Research claims that OCD patients could be helped by zapping their brains before they even begin to experience symptoms.

  • One in fifty people are affected by obsessive-compulsive disorder. 
  • Researchers have discovered brain signals that activate before rituals are started by people. Scientists can now use this information to help guide their research.
  • This could enable them to use pulses of electric current to stop symptoms.

People with OCD may be able to tap their brains before they even begin symptoms.

About one in 50 Americans suffers from obsessive compulsive disorders (OCD) at some point in their lives. There are over a million OCD patients in the UK.

This can include compulsive hand washing, repeat checks to ensure doors and ovens are closed, as well repetitive anxious thoughts that can make it difficult for people to move around the home, work, or maintain good relationships.

Researchers now know how brain signals work before rituals or checks are initiated.

This could enable them to use targeted electric pulses to disable the brain’s signals and cause symptoms.

The procedure of deep brain stimulation involves the placement electrodes inside the brain. This has helped many people suffering from severe OCD for years.

However, targeted brain stimulation that is used only when the symptoms start or dialed up when they become severe could prove to be more efficient.

Dialling down brain stimulation when someone’s OCD is less severe could avoid stimulation boosting their mood too strongly – a side-effect which can lead to risk-taking behaviour like gambling, speeding or binge-drinking.

People who are too hard on themselves may be more likely to develop OCD or anxiety (stock)

OCD and anxiety may develop in people who put too much pressure on themselves (stock).

Researchers tracked five patients with OCD to determine the brain signals responsible for OCD’s onset.

Aged 31-40, the three men and women were both diagnosed with compulsive cleaning.

These patients had experienced failure with conventional therapies, anti-depressants included and therapy.

What is OCD? 

OCD (or obsessive compulsive disorders) is a common mental illness that makes it difficult to manage thoughts.

Although it can be affected at any age, most cases occur in young adults.

This can lead to repetitive, unpleasant or unhappiness thoughts.

People may also develop compulsive behaviour – a physical action or something mental – which they do over and over to try to relieve the obsessive thoughts.

It can be managed and treated by medication or psychotherapy.  

OCD is not a common condition.

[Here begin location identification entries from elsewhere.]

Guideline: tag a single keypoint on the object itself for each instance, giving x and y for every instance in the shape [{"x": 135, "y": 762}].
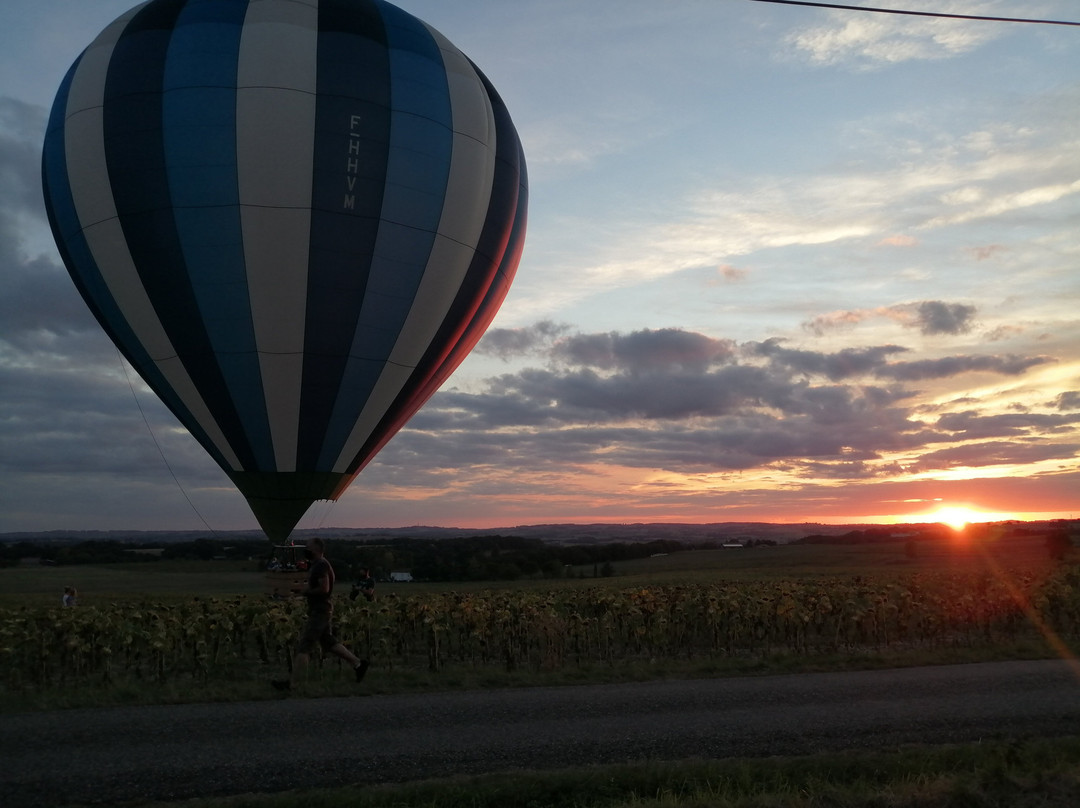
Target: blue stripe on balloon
[
  {"x": 199, "y": 113},
  {"x": 134, "y": 140},
  {"x": 83, "y": 267}
]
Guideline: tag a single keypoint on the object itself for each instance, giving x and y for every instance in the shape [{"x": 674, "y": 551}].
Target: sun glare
[{"x": 959, "y": 516}]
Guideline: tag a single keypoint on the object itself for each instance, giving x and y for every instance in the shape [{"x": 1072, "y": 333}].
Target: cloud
[
  {"x": 899, "y": 241},
  {"x": 994, "y": 453},
  {"x": 934, "y": 317},
  {"x": 644, "y": 350},
  {"x": 510, "y": 342},
  {"x": 930, "y": 317},
  {"x": 869, "y": 41},
  {"x": 678, "y": 401},
  {"x": 1069, "y": 400},
  {"x": 948, "y": 366}
]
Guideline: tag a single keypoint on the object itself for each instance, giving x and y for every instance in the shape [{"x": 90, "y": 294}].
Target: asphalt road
[{"x": 162, "y": 753}]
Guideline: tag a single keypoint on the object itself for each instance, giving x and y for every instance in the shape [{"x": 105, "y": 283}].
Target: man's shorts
[{"x": 316, "y": 632}]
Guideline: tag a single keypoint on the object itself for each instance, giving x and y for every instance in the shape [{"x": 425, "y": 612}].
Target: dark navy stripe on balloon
[
  {"x": 134, "y": 145},
  {"x": 417, "y": 169},
  {"x": 352, "y": 138},
  {"x": 483, "y": 290}
]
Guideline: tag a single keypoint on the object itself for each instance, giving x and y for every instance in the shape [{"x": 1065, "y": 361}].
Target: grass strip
[{"x": 1017, "y": 773}]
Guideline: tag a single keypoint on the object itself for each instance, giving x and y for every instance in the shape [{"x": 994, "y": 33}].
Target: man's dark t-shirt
[{"x": 321, "y": 603}]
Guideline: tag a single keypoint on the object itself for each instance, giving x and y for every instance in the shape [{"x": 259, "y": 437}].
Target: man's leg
[{"x": 359, "y": 665}]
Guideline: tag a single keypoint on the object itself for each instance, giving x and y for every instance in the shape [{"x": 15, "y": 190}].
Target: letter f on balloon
[{"x": 294, "y": 218}]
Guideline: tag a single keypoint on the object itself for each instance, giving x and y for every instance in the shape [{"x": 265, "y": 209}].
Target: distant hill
[{"x": 598, "y": 533}]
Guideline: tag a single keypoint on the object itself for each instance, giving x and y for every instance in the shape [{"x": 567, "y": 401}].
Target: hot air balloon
[{"x": 294, "y": 218}]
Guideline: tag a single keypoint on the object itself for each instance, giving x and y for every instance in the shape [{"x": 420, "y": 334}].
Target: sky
[{"x": 783, "y": 264}]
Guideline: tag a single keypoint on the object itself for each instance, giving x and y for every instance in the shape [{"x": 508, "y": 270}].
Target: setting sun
[{"x": 959, "y": 516}]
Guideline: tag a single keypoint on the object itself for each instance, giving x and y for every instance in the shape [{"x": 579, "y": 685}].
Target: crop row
[{"x": 521, "y": 630}]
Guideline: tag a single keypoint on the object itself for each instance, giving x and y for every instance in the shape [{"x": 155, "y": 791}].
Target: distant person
[
  {"x": 365, "y": 587},
  {"x": 319, "y": 630}
]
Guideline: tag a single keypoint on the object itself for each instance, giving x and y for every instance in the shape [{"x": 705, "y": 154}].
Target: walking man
[{"x": 319, "y": 629}]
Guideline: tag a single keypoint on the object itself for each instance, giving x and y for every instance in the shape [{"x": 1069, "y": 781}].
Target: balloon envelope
[{"x": 294, "y": 217}]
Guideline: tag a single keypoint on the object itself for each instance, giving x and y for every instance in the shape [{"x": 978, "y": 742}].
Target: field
[
  {"x": 178, "y": 631},
  {"x": 704, "y": 613}
]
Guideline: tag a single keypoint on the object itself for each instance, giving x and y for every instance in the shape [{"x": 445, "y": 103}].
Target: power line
[
  {"x": 161, "y": 452},
  {"x": 917, "y": 13}
]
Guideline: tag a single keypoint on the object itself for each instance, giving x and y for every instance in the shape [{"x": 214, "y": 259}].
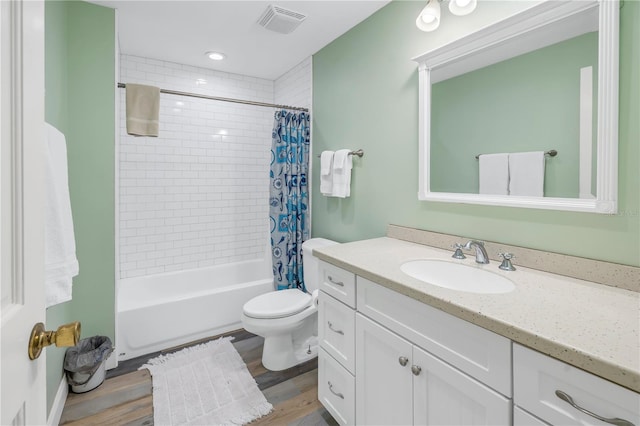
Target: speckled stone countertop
[{"x": 591, "y": 326}]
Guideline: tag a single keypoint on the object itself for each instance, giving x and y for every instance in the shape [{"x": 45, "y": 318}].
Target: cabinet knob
[{"x": 332, "y": 281}]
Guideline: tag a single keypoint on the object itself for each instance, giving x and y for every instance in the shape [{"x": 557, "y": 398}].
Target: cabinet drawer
[
  {"x": 336, "y": 389},
  {"x": 480, "y": 353},
  {"x": 522, "y": 418},
  {"x": 537, "y": 377},
  {"x": 338, "y": 283},
  {"x": 336, "y": 330}
]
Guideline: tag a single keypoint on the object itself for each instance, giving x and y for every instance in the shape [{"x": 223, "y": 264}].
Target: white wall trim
[
  {"x": 55, "y": 414},
  {"x": 112, "y": 362}
]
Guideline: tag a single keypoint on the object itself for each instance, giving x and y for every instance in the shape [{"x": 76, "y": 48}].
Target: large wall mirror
[{"x": 544, "y": 80}]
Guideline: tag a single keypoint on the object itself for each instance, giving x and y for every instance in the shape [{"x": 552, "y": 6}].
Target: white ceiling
[{"x": 182, "y": 31}]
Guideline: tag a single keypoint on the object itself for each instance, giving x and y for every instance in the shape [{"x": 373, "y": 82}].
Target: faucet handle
[
  {"x": 458, "y": 253},
  {"x": 506, "y": 262}
]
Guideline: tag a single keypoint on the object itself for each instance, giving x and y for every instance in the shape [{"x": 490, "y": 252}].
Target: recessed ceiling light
[{"x": 216, "y": 56}]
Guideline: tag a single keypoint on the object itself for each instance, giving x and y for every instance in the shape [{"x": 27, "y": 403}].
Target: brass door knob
[{"x": 65, "y": 335}]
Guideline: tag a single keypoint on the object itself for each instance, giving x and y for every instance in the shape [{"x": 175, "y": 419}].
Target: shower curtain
[{"x": 289, "y": 196}]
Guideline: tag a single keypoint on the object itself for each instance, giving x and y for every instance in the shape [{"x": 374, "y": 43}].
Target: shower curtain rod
[{"x": 217, "y": 98}]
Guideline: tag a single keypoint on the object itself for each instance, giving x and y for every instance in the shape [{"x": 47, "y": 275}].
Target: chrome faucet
[{"x": 481, "y": 253}]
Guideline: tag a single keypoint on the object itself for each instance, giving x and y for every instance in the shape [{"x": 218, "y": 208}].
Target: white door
[
  {"x": 23, "y": 392},
  {"x": 383, "y": 376},
  {"x": 443, "y": 395}
]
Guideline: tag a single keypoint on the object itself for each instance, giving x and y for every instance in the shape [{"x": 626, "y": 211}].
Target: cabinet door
[
  {"x": 383, "y": 385},
  {"x": 443, "y": 395}
]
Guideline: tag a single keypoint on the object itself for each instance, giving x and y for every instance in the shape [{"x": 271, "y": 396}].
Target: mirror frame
[{"x": 480, "y": 46}]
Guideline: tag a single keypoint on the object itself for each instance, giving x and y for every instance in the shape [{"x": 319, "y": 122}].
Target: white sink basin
[{"x": 457, "y": 276}]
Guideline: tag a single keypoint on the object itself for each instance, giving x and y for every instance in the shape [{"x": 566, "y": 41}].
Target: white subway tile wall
[
  {"x": 293, "y": 88},
  {"x": 197, "y": 195}
]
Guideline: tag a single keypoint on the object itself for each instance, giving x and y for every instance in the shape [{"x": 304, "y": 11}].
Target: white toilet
[{"x": 288, "y": 319}]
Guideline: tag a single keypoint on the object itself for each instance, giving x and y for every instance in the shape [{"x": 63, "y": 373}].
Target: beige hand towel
[{"x": 143, "y": 109}]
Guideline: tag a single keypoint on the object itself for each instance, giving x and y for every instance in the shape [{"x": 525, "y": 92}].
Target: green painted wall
[
  {"x": 513, "y": 106},
  {"x": 80, "y": 101},
  {"x": 365, "y": 95}
]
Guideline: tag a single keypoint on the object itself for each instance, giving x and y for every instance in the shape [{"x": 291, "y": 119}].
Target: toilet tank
[{"x": 310, "y": 262}]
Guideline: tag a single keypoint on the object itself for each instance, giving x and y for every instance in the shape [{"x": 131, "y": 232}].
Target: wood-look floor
[{"x": 125, "y": 396}]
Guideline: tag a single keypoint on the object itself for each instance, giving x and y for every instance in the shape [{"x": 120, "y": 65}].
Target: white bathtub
[{"x": 157, "y": 312}]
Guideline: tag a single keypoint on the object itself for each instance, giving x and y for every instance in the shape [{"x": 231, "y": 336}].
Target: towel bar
[
  {"x": 550, "y": 153},
  {"x": 359, "y": 153}
]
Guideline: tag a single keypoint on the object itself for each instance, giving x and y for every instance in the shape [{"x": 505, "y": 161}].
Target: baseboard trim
[
  {"x": 112, "y": 361},
  {"x": 55, "y": 414}
]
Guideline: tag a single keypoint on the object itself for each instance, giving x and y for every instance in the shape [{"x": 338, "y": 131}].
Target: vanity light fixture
[
  {"x": 429, "y": 18},
  {"x": 216, "y": 56}
]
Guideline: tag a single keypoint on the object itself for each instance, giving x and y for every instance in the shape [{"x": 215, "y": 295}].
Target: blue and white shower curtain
[{"x": 289, "y": 196}]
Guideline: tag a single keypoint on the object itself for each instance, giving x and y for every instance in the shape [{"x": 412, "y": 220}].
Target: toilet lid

However, it can be caused by a variety of brain chemicals and life events, such as pregnancy or death. 

People who tend to be neat, organized and methodical are more likely than others to get it.

Source: NHS 

A study that lasted 18 months asked people suffering from OCD to perform certain tasks. This included touching dirty switches or giving their hands to someone who was dirty to touch them.

The results showed the signal involved, which appears to be brainwaves of a specific frequency from the ‘reward’ region of the brain.

Brainwaves are the electrical activity from brain cells ‘talking’ to each other.

By zapping your brain, you can damage cells in the reward center and stop them from functioning rationally.

Dr David Borton, senior author of the study on people with OCD, from Brown University in the US, said: ‘OCD can be incredibly debilitating, with cleaning rituals or compulsive checking taking up 100 per cent of people’s time and mental energy.

‘For the most severely affected, they can feel mentally trapped, unable to leave their home because of the fear that they may become contaminated with dirt or something bad could happen.

‘Brain stimulation which reacts to symptoms and their severity could really help people with OCD.’

The study, published in the journal Nature Medicine, recorded people’s OCD in a doctor’s clinic and going about their everyday lives.

They recorded five of their symptoms, and also their facial expressions and head movements to determine how badly they felt.

The use of cutting-edge data monitoring enabled researchers to track brainwaves in relation to changes in the condition.

Brain stimulation needs to be improved because up to 40 per cent of people don’t respond to traditional drugs or therapy, and 10 per cent respond to neither, researchers said.

One way to benefit from brain surgery is to gain more knowledge.